Revealing that Scotland’s death toll now stood at 76, with 16 more people dying since yesterday, and that there were now 2310 positive cases confirmed – up 317 in 24 hours – Ms Sturgeon said that testing capacity was being increased “at pace” and a new commercial partnership with a laboratory in Glasgow would further speed up the process.
“We are working at pace right now to significantly increase our testing capacity,” she said. “We’ve gone from having the ability to do around 750 tests a day just a couple of weeks ago to around 1900 tests a day now, and over the next month that will increase to 3500 tests a day.
“This increase will be delivered within the NHS laboratory network. Commercial partnerships being developed at a UK level will increase capacity beyond that, and a new lab has been established in Glasgow which we expect to be operational within the next two weeks.
“As testing capacity expands we will progressively increase the number of health and care service workers who are tested. The other two immediate priorities for testing remain the treatment of serious illness and community surveillance. We will be considering carefully the role of more extensive testing as part of our strategy at the right time of course, to bring the country out of the current lockdown measures.”
The First Minister said she was also hopeful that antibody testing – to see if someone has had the virus – would also be available soon.
However both Scottish Tory leader Jackson Carlaw and Scottish Labour leader Richard Leonard, said more needed to be done to test frontline workers.
Mr Carlaw said “some doctors and nurses are staying home with symptoms, but don't know if they have the virus… will the 3000 tests a day be achieved by end of April and include all health workers?”
Richard Leonard said staff had contacted him with “real anxieties” about a lack of testing and asked for specific numbers on just how many health and care staff have been tested. He also asked why the full testing capacity wasn’t being utilised?
Ms Sturgeon said that there would be 3500 tests a day by end of April, and that key workers were being prioritised and that “we’ve started to priortise key workers on the basis of those most critical to maintaining rotas at the moment, and we will expand that.”
She added: “There are a number of initiatives I would hope would give us significant additional capacity to enable us to accelerate the progress further. But there needs to be a rational basis for prioritising while the capcacity for testing is built up.
“If we are as successful as we want to be to suppress the spread of the virus, we can also use testing to go back to a contained strategy rather than the delay strategy we’re in now.”
She said on reporting daily testing figures of key workers, the government was hoping “to get to a position where we can report daily on tests and the breakdown”, and that 1700 tests were carried out yesterday.

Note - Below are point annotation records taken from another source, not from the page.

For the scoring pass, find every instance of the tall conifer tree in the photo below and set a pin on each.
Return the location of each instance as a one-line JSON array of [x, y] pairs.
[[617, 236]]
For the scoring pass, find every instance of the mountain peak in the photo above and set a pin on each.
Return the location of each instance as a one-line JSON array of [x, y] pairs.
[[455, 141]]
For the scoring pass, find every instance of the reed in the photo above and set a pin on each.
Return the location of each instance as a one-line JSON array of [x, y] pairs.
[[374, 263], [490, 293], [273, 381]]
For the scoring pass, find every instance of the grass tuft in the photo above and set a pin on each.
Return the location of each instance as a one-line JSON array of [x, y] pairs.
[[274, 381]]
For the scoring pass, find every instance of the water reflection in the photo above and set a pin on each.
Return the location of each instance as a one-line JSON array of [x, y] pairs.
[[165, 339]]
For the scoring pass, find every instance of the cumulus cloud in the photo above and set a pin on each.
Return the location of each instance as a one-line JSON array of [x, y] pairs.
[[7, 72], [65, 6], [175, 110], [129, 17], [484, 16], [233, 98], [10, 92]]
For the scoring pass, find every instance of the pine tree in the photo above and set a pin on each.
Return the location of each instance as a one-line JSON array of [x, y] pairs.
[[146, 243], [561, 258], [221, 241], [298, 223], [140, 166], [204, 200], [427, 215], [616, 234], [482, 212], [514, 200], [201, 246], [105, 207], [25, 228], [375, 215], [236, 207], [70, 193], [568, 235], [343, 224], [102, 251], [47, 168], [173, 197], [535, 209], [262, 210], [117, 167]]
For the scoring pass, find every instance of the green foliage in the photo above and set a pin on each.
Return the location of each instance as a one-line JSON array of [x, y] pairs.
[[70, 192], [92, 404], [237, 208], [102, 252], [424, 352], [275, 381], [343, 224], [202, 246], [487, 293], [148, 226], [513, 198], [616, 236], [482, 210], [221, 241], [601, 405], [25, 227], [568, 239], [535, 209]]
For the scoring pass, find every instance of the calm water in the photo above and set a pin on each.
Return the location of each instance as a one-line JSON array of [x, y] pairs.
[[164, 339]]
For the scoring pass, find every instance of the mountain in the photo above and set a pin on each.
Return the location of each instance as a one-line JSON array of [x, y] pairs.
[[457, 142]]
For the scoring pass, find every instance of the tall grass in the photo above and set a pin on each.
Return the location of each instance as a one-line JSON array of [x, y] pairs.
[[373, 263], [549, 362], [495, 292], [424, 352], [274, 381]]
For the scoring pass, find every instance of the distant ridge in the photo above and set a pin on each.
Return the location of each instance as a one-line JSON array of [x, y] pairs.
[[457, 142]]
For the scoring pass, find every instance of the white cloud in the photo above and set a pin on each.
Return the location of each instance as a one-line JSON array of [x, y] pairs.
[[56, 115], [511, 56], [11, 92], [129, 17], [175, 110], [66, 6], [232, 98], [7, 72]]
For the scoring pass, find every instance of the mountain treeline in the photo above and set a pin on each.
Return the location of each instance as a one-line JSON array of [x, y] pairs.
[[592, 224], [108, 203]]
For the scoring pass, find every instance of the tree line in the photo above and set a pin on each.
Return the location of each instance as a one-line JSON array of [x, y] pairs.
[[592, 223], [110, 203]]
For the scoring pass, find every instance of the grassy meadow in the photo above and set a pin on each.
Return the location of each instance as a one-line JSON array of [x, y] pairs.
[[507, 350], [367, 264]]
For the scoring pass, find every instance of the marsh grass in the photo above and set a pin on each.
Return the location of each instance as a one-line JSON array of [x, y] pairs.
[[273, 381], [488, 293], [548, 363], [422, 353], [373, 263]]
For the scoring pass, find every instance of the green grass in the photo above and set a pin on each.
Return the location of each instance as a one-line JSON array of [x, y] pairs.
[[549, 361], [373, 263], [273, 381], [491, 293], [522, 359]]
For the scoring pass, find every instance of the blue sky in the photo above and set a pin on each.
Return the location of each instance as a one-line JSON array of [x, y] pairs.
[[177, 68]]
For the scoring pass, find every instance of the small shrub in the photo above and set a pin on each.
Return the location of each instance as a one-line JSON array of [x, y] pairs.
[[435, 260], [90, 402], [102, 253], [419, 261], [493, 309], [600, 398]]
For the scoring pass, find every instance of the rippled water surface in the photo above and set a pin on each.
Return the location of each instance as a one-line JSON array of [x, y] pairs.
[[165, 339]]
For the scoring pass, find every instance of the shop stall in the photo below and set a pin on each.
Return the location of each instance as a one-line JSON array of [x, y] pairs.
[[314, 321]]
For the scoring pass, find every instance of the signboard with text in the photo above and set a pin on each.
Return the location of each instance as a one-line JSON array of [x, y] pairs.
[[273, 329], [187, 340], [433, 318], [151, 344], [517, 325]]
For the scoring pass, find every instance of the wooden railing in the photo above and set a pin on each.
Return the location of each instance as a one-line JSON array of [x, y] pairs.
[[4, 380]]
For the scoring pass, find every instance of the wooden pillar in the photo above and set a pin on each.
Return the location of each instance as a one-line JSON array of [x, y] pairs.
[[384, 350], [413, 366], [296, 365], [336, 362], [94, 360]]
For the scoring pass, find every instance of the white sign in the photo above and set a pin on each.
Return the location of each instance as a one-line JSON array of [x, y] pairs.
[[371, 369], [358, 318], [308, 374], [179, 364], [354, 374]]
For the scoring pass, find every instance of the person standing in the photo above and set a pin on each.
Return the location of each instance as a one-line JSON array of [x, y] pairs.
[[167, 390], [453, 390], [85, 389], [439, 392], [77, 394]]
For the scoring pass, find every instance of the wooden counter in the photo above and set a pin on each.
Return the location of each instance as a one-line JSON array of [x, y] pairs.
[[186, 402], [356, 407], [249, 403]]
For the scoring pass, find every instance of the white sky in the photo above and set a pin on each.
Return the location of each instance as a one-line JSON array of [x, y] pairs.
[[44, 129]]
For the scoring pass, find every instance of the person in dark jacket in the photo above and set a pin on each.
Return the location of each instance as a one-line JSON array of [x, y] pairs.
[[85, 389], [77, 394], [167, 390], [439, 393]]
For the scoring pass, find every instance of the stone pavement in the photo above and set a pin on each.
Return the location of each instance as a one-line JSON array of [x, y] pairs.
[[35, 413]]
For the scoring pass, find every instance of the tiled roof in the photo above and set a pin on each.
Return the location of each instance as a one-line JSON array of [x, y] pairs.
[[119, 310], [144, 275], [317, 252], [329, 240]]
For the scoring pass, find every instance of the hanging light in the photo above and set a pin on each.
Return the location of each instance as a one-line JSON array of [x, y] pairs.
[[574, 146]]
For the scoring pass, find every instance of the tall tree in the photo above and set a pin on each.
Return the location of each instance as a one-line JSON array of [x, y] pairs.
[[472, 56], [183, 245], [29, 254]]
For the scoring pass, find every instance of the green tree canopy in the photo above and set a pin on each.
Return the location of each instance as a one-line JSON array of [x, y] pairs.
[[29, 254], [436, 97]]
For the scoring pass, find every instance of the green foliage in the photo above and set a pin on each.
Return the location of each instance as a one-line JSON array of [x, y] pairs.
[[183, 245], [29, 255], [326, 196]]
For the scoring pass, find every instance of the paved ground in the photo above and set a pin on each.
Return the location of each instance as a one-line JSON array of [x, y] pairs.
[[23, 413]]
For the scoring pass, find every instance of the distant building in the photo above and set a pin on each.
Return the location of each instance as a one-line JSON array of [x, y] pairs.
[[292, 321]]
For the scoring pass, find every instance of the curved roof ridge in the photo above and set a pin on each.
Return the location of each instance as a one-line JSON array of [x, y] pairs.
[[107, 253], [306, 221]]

“We want to accelerate testing so more key wokers can be tested, but it’s not a complete panacea for everything. If a healthcare worker is isolating because someone in the family has symptoms, then testing them would not be appropriate.

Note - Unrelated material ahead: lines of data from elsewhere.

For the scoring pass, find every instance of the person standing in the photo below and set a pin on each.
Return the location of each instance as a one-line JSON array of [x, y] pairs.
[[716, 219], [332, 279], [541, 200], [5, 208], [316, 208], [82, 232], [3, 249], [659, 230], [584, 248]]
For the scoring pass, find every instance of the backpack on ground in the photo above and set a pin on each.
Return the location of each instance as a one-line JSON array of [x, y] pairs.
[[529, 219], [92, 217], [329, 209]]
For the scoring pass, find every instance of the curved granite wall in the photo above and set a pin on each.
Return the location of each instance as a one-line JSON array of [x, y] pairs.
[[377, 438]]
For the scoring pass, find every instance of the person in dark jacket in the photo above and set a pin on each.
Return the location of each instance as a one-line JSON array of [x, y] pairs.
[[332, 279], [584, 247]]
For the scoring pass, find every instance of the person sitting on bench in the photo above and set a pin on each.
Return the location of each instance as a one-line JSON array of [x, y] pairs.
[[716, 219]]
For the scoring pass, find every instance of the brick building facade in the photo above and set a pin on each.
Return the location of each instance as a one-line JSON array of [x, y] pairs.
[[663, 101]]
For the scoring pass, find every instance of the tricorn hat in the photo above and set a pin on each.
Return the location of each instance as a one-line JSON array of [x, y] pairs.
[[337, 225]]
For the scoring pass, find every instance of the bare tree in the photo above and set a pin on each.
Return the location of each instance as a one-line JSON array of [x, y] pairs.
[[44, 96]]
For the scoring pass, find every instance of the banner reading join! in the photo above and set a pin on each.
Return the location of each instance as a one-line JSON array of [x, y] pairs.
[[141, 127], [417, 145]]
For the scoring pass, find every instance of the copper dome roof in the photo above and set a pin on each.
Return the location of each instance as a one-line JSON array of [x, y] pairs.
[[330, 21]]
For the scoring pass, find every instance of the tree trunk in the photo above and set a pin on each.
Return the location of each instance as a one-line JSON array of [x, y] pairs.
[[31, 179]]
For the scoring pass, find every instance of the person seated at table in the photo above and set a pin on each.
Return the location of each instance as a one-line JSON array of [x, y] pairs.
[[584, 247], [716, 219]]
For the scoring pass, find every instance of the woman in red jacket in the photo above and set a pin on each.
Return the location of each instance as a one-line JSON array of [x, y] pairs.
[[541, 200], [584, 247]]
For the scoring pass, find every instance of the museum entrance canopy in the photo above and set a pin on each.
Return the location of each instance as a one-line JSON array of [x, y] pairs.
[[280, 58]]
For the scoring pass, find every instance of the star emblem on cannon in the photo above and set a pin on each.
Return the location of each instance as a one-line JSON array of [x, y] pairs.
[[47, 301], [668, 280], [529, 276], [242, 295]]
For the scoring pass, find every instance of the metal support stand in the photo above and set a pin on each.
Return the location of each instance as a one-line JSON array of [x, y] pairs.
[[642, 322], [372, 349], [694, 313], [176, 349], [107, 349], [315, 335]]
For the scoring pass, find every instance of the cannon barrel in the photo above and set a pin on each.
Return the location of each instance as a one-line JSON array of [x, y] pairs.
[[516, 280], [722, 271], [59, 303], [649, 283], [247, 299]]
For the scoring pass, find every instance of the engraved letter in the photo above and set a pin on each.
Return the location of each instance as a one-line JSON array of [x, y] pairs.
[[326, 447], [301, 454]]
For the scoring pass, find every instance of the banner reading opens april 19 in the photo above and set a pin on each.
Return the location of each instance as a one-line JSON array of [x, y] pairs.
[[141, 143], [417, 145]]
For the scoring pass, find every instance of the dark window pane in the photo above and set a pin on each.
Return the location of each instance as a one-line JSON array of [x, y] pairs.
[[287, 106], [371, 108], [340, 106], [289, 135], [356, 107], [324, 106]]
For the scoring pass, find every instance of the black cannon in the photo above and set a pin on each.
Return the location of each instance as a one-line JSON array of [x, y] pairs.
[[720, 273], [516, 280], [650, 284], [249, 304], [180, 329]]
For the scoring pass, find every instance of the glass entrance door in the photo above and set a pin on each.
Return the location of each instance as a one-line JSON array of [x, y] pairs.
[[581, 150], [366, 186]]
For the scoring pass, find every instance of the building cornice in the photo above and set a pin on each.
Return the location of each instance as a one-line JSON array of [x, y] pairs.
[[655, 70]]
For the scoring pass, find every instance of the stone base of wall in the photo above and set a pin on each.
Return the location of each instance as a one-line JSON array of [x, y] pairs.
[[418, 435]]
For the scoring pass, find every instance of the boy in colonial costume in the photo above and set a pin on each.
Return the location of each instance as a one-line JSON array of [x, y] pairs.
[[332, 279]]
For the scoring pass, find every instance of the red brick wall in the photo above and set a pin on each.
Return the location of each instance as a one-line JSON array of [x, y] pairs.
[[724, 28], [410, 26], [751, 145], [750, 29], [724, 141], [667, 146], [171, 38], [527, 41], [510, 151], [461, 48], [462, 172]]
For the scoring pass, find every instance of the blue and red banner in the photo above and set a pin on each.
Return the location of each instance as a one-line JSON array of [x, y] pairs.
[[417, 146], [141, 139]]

“I understand the frustrations and the desire to see us increase testing, but in terms of having the equipment and staff trained to do it, it’s not something we can do overnight, but we’ve gone from a position of around 750 a day to where we are now of 1900. So we are increasing capacity and will continue to do so.”
The issue was also raised by Scottish Greens Holyrood co-leader Alison Johnstone who called on the Scottish Government to implement a testing regime for fire and police officers to they don’t self-isolate unnecessarily.

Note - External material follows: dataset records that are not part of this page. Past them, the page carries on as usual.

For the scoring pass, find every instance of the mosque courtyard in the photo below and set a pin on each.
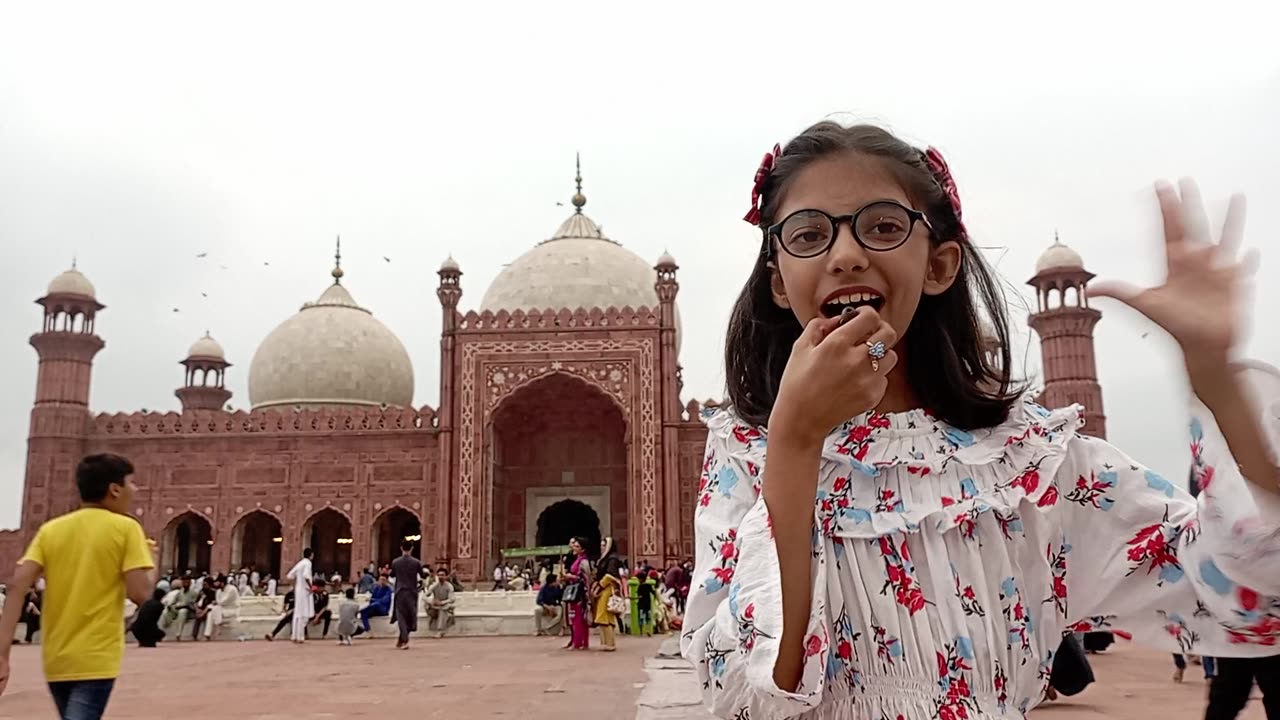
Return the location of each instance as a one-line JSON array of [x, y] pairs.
[[470, 678]]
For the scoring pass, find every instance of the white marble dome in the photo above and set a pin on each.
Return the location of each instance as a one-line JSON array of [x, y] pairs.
[[579, 267], [330, 352], [72, 282], [206, 347], [1059, 258]]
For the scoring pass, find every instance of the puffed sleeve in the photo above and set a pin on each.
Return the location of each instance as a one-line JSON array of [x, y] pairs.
[[1141, 556], [734, 616]]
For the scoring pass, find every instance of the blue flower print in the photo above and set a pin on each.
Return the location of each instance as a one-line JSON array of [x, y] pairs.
[[958, 437], [1215, 578], [727, 481], [1160, 483]]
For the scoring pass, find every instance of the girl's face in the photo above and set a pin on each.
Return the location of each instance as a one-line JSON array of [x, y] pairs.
[[895, 279]]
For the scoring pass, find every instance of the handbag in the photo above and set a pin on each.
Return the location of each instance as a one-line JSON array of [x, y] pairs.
[[617, 605], [572, 593]]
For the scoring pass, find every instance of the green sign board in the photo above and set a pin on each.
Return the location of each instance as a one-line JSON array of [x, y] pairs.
[[535, 551]]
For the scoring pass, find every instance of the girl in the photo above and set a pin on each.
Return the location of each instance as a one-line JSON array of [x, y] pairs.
[[608, 584], [886, 528], [576, 602]]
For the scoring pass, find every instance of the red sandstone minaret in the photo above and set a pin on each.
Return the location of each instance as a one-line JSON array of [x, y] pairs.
[[449, 291], [668, 360], [1064, 323], [204, 387], [59, 420]]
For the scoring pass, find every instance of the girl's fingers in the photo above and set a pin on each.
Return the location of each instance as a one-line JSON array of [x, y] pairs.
[[1170, 212], [1194, 220], [880, 342], [1233, 229], [855, 331]]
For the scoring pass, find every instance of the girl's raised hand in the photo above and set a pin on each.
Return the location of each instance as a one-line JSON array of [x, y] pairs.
[[1206, 288], [832, 376]]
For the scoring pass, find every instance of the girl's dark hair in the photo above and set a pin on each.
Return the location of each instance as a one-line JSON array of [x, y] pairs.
[[946, 347]]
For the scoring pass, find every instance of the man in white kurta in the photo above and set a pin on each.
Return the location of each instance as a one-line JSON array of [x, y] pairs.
[[302, 605]]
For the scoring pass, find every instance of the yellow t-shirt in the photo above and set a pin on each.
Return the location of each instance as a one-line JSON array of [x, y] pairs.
[[85, 555]]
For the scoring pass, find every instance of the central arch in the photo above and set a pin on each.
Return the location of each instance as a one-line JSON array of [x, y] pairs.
[[568, 519], [391, 529], [187, 543], [557, 440], [256, 542], [328, 534]]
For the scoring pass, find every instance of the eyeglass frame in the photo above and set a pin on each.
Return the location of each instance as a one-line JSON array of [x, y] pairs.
[[836, 220]]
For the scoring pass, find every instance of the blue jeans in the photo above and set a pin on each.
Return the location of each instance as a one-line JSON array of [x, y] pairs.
[[81, 700]]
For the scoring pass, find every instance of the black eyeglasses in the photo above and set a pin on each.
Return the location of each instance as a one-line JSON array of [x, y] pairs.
[[878, 227]]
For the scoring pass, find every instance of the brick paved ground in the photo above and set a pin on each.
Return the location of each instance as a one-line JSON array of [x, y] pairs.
[[453, 679], [471, 678]]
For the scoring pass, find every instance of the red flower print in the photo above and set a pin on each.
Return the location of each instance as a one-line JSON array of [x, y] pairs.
[[858, 434], [1028, 481], [845, 650], [813, 646], [1048, 499]]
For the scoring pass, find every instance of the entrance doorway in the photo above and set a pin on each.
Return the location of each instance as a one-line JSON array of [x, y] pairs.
[[392, 528], [570, 519], [256, 543], [188, 542], [558, 437], [328, 533]]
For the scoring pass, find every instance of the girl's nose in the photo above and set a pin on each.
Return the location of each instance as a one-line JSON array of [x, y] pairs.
[[846, 254]]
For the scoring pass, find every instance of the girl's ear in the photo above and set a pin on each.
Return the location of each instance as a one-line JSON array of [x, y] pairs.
[[777, 288], [942, 269]]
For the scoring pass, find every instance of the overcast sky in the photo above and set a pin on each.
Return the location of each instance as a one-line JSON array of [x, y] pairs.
[[135, 137]]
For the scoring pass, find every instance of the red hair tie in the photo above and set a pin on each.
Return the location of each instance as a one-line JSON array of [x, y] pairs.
[[942, 173], [762, 174]]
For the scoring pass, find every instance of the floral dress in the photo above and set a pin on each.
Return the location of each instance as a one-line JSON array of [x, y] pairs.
[[947, 565]]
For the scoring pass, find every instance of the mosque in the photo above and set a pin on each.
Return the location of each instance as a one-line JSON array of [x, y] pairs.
[[560, 415]]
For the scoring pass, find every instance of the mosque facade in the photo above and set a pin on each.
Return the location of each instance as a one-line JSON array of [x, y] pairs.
[[560, 415]]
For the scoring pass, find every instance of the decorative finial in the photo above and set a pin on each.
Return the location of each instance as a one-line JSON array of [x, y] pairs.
[[579, 199], [337, 263]]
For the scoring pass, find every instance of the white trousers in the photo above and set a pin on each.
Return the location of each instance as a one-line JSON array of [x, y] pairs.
[[300, 628]]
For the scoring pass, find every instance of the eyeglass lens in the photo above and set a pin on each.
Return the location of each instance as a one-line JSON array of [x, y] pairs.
[[880, 226]]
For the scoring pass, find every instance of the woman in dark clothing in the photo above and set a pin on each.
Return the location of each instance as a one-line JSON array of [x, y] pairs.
[[146, 620], [31, 614]]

“Testing these frontline emergency personnel must be a priority so we can ensure every healthy emergency worker is able to be at their post throughout this unprecedented crisis,” she said.
Ms Sturgeon said the government was liaising with Police Scotland the Scottish Fire and Rescue Service and unions to ensure they are given the appropriate advice and equipment. “On testing, it’s the same answe. We are required to priotirise testing in line with our three objectives and we’ve been prioritising health and social care workers and as we build up that capcaity we will be able to do more than that.”